North British Railway

About

The North British Railway (NBR) was the largest of the Scottish pre-grouping railways, incorporated on 19 July 1844 to build a railway from Edinburgh to Berwick. The system grew to cover the entire East Coast trunk between the Scottish border and Edinburgh, the Waverley Route to Carlisle (closed 1969 except for a short reopened section), the Glasgow & Edinburgh Railway and a network of branches throughout the central belt and the Borders.

The NBR is famous for two of British civil engineering's most ambitious works, the Tay Bridge (originally opened 1878 and disastrously collapsed in the 1879 storm with the loss of a train and 75 lives, then rebuilt 1887) and the Forth Bridge (1890), the latter a UNESCO World Heritage Site since 2015 and one of the iconic British engineering achievements of the nineteenth century.

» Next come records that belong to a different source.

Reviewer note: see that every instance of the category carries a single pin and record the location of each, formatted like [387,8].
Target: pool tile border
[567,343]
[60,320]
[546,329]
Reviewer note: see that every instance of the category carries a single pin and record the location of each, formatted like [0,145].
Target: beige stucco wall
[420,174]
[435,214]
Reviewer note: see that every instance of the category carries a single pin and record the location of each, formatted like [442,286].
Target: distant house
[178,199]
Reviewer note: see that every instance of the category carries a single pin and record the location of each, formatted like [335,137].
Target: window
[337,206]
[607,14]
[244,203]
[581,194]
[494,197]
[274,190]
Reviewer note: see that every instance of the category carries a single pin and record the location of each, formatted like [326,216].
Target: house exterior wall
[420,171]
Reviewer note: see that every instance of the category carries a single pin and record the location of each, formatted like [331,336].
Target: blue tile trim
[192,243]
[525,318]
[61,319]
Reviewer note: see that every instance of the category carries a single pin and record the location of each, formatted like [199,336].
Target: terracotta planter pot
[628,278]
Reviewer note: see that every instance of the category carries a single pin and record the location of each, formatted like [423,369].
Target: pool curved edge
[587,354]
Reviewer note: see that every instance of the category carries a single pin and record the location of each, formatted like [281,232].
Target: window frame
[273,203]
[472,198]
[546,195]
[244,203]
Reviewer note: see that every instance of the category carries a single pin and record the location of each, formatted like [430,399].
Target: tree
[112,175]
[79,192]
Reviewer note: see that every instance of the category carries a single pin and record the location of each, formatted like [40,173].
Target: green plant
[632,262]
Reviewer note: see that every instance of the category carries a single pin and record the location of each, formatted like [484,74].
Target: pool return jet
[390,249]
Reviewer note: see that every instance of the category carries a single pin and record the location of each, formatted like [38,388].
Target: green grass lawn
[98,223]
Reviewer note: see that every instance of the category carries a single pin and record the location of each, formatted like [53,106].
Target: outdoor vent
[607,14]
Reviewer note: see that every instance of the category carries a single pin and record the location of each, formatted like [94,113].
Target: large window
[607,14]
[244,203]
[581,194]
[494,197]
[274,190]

Locomotive engineering was conducted at Cowlairs Works, Glasgow under successive Locomotive Superintendents, Thomas Wheatley (1867–1874), Dugald Drummond (1875–1882), Matthew Holmes (1882–1903) and William Paton Reid (1903–1922). Holmes's Class C 0-6-0 (LNER J36) of 1888 was so long-lived that the surviving examples were the last steam locomotives in BR main-line service when withdrawn in 1967.

At Grouping on 1 January 1923 the NBR became part of the LNER, in whose Scottish Area its rolling stock continued in service for many years.